Oraler Glukosetoleranztest

Der orale Glukosetoleranz-Test (abgekürzt oGTT), genannt auch Zuckerbelastungstest, dient dem Nachweis eines gestörten Glukosestoffwechsels (Glukosetoleranzstörung) und so insbesondere der Diagnostik des Diabetes mellitus. Dabei trinkt der Patient eine genau festgelegte Menge Glukose, die in Wasser gelöst ist. Grundsätzlich ist es auch möglich, den Zucker durch intravenöse Injektion zuzuführen, diese Form findet jedoch in der Humanmedizin kaum Einsatz im klinischen Alltag, sondern bei Untersuchungen von Tieren.

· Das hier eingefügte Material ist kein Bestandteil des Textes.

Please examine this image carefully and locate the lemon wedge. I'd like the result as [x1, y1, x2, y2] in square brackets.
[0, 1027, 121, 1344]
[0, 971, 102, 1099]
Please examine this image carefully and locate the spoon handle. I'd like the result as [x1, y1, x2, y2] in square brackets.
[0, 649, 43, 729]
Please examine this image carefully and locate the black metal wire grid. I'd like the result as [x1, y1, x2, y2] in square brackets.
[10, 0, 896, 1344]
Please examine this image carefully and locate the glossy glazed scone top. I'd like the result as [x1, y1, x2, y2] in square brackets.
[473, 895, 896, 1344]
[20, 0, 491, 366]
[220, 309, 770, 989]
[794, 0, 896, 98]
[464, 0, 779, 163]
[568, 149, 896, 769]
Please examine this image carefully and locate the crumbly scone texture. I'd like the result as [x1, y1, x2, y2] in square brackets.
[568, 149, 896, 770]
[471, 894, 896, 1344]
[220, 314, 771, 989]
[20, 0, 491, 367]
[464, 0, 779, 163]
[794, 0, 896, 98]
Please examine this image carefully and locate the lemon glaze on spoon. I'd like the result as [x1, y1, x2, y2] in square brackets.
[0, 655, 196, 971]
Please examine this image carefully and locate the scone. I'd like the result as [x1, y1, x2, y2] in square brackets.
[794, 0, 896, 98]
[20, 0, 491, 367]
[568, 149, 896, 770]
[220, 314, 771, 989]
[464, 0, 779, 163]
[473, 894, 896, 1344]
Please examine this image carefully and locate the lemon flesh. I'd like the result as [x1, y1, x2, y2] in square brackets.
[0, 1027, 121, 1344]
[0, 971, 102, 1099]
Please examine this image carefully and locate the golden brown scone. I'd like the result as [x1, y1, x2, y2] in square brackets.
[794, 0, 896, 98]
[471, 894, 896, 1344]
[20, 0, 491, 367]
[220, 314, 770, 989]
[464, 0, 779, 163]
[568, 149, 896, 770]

Klassifikation nach ICD-10
R73.0 Gestörte Glukosetoleranz
ICD-10 online (WHO-Version 2019)

Die orale Glukosebelastung wird in modifizierter Form auch zur Diagnostik weiterer endokrinologischer Störungen eingesetzt (STH-Suppressionstest bei Akromegalie, verlängerter oGTT über bis zu 6 Stunden bei Verdacht auf Unterzuckerungen z. B. bei einem Insulinom). Bei manifestem Diabetes mellitus ist die Untersuchung kontraindiziert.

Testprinzip

Idee ist die Bestimmung der Blutglukose-Regelungsfähigkeit des Körpers mit Hilfe einer starken Stimulation durch aufgenommenen Zucker. Hierzu wird in Wasser gelöste Glukose verwendet, da es die Zuckerform ist, die der Körper am schnellsten aufnehmen kann und die zu einem steilen Anstieg der Blutglukosekonzentration führt (entspricht der Bestimmung einer Systemantwort in der Systemtheorie). Durch diesen Blutzuckeranstieg stimuliert, reguliert die Bauchspeicheldrüse mit der Sekretion von Insulin gegen, welches blutzuckersenkende Reaktionen in Leber, Muskeln und Fettzellen stimuliert. Während des oGTT wird periodisch über die Zeit der Blutzuckerwert, eventuell auch der Insulinwert, gemessen: Nüchternwert, Anstieg, Maximalwert und Abfall des Blutzuckers bis auf Nüchternwert.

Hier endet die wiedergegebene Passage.